Bangladesh’s future depends on a world-class seaport and a technology savvy young generation who would drive the country into a new global order in less than two decades, said Nobel Laureate Muhammad Yunus yesterday.
Bangladesh must be prepared for 2030 when the world order would change dramatically, he said. He said China and India would become the world’s largest and second largest economies respectively by that time. If Bangladesh can turn Chittagong seaport into a world class one, the country would develop in line with India and China, he added.

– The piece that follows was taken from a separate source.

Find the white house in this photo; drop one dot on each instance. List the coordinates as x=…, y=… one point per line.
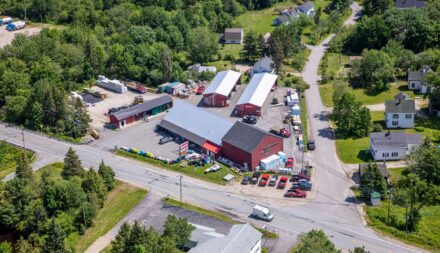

“Bangladesh lies between these two giants and we have to take the advantage of it,” he said while addressing the closing ceremony of The Daily Star’s 12-day long Odommo Chattagram festival in the auditorium of the Institute of Engineers in Chittagong city.
These two countries will create a lot of demand for goods and services of skilled professionals, and Bangladesh should be poised to supply that, Yunus said. “If we cannot take the chance, others will come in,” he cautioned.
The microcredit guru cited the example of Haiti that is located very close to the world’s largest economy, the US, but cannot take any advantage of it due to political turmoil.
“Education, technology and the youths will be the drivers of 2030 Bangladesh,” Yunus said. The Nobel laureate said opening up of Myanmar created another advantage for Bangladesh for that country’s natural resources and for the historical relations between the two countries.
He also said he wants to see Myanmar in Saarc as soon as possible. “Myanmar can set up a link between Saarc and Asean,” he pointed out. He urged Bangladeshis, particularly Chittagonians, to build relations with Myanmar.
Yunus said many countries, especially the neighbouring ones, want to use the Chittagong port. He named north-eastern states of India, Nepal, Bhutan, Myanmar and China.
“So the port must be prepared to serve not only 16 crore Bangladeshis, but also another 16 crore of the region,” he said. Yunus, now known as the social business pioneer, said United Arab Emirates, which is a desert country, was applauded for its excellent capacity of port development and management.
“We have to take such a responsibility and learn port management,” he said. He termed the present Chittagong port a very small one that cannot handle any mother vessel.
About the youths, he said they would drive the country into a bright future. But it would not happen unless they were educated about technology, he noted.
“Will we clean the roads and furniture in foreign countries or will we do expert jobs?” he questioned. Yunus said Bangladesh has to arrange quality higher educational institutions like the Asian University for Women in Chittagong.
He said he has high hopes for the Bangladeshi youths who have the potential to take the country into a new era of development. “Now we should take initiatives to know how the youths want to see Bangladesh in 2030,” he said. “Chittagonians are naturally entrepreneurs, and we have to use their skills,” he noted.
He thanked The Daily star for organising such an event in Chittagong and asked the editor of the newspaper to replicate the concept in other parts of the country.
The Daily Star Editor and Publisher Mahfuz Anam said he initiated Odommo Chattagram festival to help the policymakers look into issues beyond Dhaka city.
Dhaka-centric activities are not helping Bangladesh to grow as a nation, he said. Mahfuz said Chittagong has an immense potential to grow, and the policymakers and private sector should prioritise its development.
“We all should demand Chittagong’s development,” he said. “We found that electricity is a big problem in Chittagong. Let us discuss more and take the suggestions to the government for solutions,” he added.